REPUBLIKA.CO.ID, KOTABARU -- Pemkab Kotabaru, Kalimantan Selatan, meminta Menteri Koordinator Bidang Perekonomian RI, untuk memberikan izin ekspor besi sinter kepada PT Sebuku Iron Lateritic Ores (SILO), menyusul akan diberlakukannya Undang-undang No.4 Tahun 2009 tentang Mineral dan Batubara.
Kabid Pertambangan Dinas Pertambangan dan Energi Kotabaru, M Zen, Selasa, mengatakan, beberapa waktu lalu Bupati Kotabaru H Irhami Ridjani sudah mengirimkan surat permohonan dukungan ekspor besi sinter kepada menteri Koordinator Perekonomian RI.
"Permohonan yang diikuti dengan beberapa pertimbangan tersebut terkait akan diberlakukannya Undang-undang No.4 Tahun 2009 tentang Mineral dan Batubara, pada 12 Januari 2014, yang melarang perusahaan mengekspor hasil tambang dalam bentuk mineral (tanpa diolah)," katanya.
Menurut Zen, sudah selayaknya pemerintah pusat mempertimbangkan permohonan Pemkab Kotabaru, karena PT SILO sudah sangat serius menyikapi UU No.4/2009, dengan berencana membangun pabrik pengolahan dan pemurnian (Smelter) di Pulau Sebuku, Kotabaru.

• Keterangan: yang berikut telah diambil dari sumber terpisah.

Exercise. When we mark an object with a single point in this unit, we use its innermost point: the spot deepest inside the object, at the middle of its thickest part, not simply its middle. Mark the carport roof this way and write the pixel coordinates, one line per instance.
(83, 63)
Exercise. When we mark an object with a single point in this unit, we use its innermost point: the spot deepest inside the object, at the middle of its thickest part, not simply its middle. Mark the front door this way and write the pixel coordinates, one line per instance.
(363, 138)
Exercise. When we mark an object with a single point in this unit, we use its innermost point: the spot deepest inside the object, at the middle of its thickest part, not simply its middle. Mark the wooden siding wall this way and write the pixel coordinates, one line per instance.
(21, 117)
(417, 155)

Namun pembangunan pabrik tersebut saat ini belum selesai dan perusahaan sangat serius untuk segera menyelesaikan pembangunan pabrik smelter di Pulau Sebuku.
Berbeda, lanjut Zen, dengan perusahaan besar lainnya dan sudah melakukan aktivitas hingga puluhan tahun tetapi kenyataannya belum membangun pabrik smelter.
Dengan niat baik dan usaha keras PT SILO untuk membangun pabrik tersebut, lanjutnya, pemerintah pusat diharapkan berkenan untuk mempertimbangkan permohonan pemerintah daerah dan perusahaan.
Permohonan dukungan ekspor besi sinter tersebut tertuang dalam surat Bupati Kotabaru No.545/1102-BP/DPE 11 Desember 2013.
Sebelumnya, Direktur Operasional PT SILO Henry Yulianto, mengatakan, ekspor bijih besi asal Kabupaten Kotabaru, yang selama ini dilakukan oleh perusahaan yang dipimpinnya terancam dihentikan, karena kebijakan pemerintah melarang ekspor hasil tambang itu terhitung Januari 2014.
Apabila aturan pelarangan ekspor bahan mineral itu tidak diubah atau ditunda pemberlakuannya, maka pertengahan Januari SILO bisa menghentikan ekspor bijih besi.
"Itu artinya, akan ada pemutusan hubungan kerja (PHK), terhadap karyawan PT SILO," jelas Henry.
Ia sangat berharap, pemerintah bisa menunda pemberlakuan Undang-undang No.4 Tahun 2009 tentang Mineral dan Batubara, karena SILO belum siap melakukan pemurnian biji mineral disebabkan beberapa faktor.
Di antaranya, pembangunan pabrik pengolahan bijih besi smelter di Pulau Sebuku, baru dilaksanakan tahap pertama dan masih ada tahap berikutnya.
Selain persoalan kesiapan pabrik smelter, banyaknya karyawan PT SILO dan karyawan sub kontraktor yang hidupnya menggantungkan kepada perusahaan, juga harus menjadi pertimbangan pemerintah untuk menunda pemberlakuan UU.4/2009.
Karena jika aturan tersebut benar dilaksanakan, SILO akan melakukan penghentian produksi, artinya perusahaan bisa tutup dan terjadi PHK.
Henry menjelaskan, PT SILO yang menargetkan produksinya rata-rata 10 juta ton per tahun, hingga saat ini baru mampu memproduksi bijih besi rata-rata 6-8 juta ton per tahun.